Monday, November 21, 2011

Back ’Round to Rounders

Mike McDermott retrieves money from a copy of Mike Caro's 'Poker Tells' in 'Rounders'We discussed Rounders today in my “Poker in American Film and Culture” class, rounding off our unit of films. Just a couple more weeks left in the semester, during which time the students will pick a particular film in which poker is prominent and write an essay analyzing the film and its use of poker.

I’ve mentioned before here how I’ve always been kind of lukewarm about Rounders. But with each viewing I’m growing to appreciate it a little more, I think. It works especially well here at the end of the semester, bringing together all sorts of themes and ideas we’ve been reading about and discussing for the past three months.

It’s clear from those opening shots of classic poker strategy books like Mike Caro’s Poker Tells and Doyle Brunson’s Super/System that the film was made by people with a keen understanding and appreciation of the history of poker. Indeed, the script is peppered with many familiar, much-repeated lines from the two-plus century-long story of the game. Some of these are passed along by Mike McDermott in his voice-over narration with attribution, while others are uttered by characters without stopping to identify sources.

That “allusive” quality of the film makes it especially fun to watch and talk about at the end of the course, after we’ve read Cowboys Full by James McManus, The Biggest Game in Town by Al Alvarez, and many other essays and stories.

Mike McDermott retrieves money from a copy of 'Super/System' in 'Rounders'We’ve already read Doyle’s characterization of hold’em as “the Cadillac of poker” more than once by now.

We’ve seen reference to Amarillo Slim Preston several times, too -- even watched him and Doyle and others in a video in class -- and so recognize the reference when Mike quotes him talking about being able to “shear a sheep many times, but you can skin him only once” (noting how Worm never seemed to have learned that lesson).

We hear Teddy KGB complain about Mike having “alligator blood” at the end of the film, and we remember Johnny Moss saying the same thing about Stu Ungar at the 1981 WSOP near the end of The Biggest Game in Town.

And so on. References to the World Series of Poker resonate, too, since we have already discussed its central place in poker culture at present. And even situations the characters find themselves in throughout the film are mostly recognizable to us by now, having read those histories, short stories, Jesse May’s novel Shut Up and Deal, and watched other films including The Cincinnati Kid and California Split.

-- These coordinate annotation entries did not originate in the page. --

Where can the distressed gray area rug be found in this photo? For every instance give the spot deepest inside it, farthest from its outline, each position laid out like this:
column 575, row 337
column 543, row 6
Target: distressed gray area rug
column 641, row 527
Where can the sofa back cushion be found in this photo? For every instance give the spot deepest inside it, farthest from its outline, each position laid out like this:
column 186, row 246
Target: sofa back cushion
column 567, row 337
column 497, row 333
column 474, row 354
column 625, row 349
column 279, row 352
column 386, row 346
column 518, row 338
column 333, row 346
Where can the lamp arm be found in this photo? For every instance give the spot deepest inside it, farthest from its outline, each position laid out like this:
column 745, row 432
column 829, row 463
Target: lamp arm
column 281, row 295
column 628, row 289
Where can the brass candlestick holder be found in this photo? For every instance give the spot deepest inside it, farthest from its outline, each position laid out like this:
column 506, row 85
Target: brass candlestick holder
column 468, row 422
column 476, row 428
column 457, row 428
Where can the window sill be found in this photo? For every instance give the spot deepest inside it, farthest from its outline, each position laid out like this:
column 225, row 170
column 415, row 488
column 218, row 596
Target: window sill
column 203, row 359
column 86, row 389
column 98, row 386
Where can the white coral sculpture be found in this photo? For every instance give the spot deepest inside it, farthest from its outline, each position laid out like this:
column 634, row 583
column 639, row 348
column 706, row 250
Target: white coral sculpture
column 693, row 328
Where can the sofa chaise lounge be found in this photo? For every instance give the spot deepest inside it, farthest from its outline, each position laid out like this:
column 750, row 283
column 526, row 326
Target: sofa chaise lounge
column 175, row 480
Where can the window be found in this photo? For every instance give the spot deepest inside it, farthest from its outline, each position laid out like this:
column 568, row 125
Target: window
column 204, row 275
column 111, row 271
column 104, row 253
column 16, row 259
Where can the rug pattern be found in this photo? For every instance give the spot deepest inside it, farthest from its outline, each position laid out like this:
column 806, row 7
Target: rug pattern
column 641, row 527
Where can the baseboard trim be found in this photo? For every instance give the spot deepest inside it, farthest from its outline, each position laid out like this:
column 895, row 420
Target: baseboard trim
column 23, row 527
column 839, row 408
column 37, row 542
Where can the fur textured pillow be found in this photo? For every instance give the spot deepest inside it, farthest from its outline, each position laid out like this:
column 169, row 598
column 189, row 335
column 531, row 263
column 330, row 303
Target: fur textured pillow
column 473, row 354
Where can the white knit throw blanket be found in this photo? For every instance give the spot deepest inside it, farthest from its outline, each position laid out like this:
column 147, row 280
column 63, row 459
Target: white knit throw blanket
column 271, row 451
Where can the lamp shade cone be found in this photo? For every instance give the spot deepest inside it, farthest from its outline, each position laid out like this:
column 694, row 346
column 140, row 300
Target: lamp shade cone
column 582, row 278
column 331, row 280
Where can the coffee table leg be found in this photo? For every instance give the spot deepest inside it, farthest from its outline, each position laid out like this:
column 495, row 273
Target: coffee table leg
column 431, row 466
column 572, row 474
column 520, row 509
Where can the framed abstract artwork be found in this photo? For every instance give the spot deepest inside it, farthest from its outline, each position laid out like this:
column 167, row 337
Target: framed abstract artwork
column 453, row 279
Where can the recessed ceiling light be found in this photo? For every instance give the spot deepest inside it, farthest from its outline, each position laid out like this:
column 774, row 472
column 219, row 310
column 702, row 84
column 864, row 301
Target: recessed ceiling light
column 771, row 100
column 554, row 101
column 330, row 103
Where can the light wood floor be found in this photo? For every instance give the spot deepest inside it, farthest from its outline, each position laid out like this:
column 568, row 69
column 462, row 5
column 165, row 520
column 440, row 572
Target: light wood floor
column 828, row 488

All of which is to say that while I still wouldn’t put Rounders at the tippy top of my list of poker movies -- or anywhere close to the top of a list of best movies, poker or otherwise -- I am enjoying certain aspects of David Levien and Brian Koppelman’s script more and more. And I especially like the way the film kind of encapsulates so many themes one finds in an extended survey of the culture and history of poker in America.